Today new automotive engine design is optimized in terms of mass. However, in terms of structural stiffness, optimizations mainly consider eigenfrequency criteria. But in assembly components with very low stiffness, cumulated microslip phenomena can occur when the structures are subject to cyclic loadings. In time and after a large number of cycles, macro-displacements can be observed between assembly components and then assembly failures will occur. Bush, plain bearing, roller bearing in conrod or in gearbox can be subject to this kind of problem.
In this paper, after a short description of various mechanisms which can cause microreptation phenomena, two types of cumulated microslip occurring in the engine and the gearbox are presented.
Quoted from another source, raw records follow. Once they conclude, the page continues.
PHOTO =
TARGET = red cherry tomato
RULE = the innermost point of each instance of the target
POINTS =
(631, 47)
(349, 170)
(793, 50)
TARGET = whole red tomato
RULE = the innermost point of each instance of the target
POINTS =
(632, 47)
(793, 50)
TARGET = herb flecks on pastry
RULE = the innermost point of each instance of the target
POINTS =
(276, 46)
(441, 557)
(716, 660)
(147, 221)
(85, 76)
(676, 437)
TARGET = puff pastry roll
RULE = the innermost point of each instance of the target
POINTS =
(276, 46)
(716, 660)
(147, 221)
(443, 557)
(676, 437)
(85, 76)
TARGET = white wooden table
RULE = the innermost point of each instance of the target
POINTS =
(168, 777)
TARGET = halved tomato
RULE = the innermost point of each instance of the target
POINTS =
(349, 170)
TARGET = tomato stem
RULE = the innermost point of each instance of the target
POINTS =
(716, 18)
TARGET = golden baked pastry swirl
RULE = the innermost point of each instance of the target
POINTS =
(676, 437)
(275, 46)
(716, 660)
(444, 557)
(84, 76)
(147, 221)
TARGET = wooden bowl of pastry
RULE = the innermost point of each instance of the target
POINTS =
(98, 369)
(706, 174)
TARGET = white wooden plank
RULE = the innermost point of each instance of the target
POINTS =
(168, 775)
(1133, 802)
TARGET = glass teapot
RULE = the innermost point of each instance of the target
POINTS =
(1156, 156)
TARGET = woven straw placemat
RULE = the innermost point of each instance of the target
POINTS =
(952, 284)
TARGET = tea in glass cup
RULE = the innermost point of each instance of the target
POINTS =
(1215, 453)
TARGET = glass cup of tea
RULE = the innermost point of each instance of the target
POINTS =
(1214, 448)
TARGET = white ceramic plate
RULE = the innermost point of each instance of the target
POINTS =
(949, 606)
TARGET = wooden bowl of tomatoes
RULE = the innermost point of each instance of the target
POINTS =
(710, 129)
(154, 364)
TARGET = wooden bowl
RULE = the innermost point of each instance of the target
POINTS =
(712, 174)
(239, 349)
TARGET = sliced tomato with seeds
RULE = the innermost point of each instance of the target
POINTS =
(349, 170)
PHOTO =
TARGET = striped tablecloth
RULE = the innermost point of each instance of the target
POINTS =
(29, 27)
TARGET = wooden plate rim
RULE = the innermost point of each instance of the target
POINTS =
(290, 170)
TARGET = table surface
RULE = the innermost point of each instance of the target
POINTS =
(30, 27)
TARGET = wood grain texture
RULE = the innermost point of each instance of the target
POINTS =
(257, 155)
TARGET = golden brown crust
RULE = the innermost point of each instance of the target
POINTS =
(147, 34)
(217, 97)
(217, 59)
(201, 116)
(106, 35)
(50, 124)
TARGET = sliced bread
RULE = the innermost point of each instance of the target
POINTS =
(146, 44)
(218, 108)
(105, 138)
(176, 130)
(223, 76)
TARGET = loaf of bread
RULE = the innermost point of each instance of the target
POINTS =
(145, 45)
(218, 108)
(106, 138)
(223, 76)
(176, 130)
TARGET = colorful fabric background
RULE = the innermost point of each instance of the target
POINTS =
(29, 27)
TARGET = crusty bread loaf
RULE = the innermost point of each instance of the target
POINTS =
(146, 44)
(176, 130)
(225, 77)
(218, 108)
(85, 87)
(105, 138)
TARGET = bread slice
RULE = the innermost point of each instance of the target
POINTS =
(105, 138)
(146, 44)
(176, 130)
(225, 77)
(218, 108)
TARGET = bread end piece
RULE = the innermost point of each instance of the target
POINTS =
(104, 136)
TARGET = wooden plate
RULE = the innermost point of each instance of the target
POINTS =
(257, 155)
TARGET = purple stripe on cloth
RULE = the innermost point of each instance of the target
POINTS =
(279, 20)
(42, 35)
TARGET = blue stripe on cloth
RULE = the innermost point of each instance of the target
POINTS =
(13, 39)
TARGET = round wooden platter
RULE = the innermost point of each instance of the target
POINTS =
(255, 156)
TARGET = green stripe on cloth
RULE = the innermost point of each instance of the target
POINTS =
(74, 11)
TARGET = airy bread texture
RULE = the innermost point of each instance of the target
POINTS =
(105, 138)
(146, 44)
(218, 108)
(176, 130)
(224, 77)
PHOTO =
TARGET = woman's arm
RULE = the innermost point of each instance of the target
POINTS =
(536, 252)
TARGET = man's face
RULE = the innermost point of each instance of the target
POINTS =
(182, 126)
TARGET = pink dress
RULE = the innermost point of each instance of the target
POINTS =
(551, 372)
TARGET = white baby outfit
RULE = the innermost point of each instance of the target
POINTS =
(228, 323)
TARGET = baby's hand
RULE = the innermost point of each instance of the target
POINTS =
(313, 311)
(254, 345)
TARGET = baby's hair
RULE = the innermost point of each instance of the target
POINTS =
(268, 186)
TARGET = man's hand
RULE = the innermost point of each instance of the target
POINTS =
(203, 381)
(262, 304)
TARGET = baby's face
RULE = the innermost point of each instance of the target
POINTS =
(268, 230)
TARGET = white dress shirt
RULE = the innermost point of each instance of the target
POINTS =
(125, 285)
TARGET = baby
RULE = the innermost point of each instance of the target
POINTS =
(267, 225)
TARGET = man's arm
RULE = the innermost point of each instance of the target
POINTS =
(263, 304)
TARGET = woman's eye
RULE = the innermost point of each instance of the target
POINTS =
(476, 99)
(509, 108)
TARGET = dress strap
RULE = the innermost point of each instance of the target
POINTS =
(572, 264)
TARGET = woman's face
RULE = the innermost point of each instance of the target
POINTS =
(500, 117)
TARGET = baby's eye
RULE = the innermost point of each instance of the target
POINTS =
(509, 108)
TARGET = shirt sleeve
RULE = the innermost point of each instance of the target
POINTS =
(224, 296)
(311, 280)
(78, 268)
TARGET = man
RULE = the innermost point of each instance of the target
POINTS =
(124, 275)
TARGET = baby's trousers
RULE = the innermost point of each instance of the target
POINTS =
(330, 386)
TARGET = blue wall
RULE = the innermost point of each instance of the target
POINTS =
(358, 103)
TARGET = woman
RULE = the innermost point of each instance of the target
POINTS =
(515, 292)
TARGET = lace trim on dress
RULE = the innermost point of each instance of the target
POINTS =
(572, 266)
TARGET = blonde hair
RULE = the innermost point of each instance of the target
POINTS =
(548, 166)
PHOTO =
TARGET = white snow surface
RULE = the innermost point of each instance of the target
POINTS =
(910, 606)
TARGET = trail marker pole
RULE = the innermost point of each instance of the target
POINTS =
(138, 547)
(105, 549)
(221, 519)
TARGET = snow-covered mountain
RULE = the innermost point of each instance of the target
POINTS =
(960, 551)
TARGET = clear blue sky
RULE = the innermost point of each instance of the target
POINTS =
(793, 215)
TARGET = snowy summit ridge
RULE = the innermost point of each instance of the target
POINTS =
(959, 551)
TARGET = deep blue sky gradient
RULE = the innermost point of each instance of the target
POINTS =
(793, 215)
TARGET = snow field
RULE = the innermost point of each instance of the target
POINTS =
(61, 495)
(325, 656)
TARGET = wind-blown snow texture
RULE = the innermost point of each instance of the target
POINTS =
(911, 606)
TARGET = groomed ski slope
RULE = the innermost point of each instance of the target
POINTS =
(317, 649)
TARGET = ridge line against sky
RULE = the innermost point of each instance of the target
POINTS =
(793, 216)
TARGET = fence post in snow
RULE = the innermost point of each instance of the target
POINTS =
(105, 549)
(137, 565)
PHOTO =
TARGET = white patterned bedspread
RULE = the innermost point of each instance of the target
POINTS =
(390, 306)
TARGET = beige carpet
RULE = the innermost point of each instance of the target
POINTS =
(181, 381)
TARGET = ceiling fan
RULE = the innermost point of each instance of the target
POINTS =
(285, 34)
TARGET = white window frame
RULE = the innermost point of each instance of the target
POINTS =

Behavior specificities will be highlighted to remind how unusual cumulated microslips are. Based on field data, it appears that the probability of both phenomena occurring is extremely low. This implies that it is not appropriate to use devices concerned by this problem in order to reproduce and to investigate the phenomenon. Moreover, to assess the phenomenon sensitivity with respect to certain parameters, it follows that specific test rigs have to be developed. To cope with the problem for gearbox and conrod, two specific test rigs have been designed and finalized. Their schematic description will allow to assess the delicate points of the tests.
Some results obtained on test rigs are detailed and demonstrate that the mechanical behavior of cumulated microslip is quite complex. Friction phenomena in interface assembly appear to be a key characteristic. For example, significant friction variations with respect to time and slip displacement have been observed.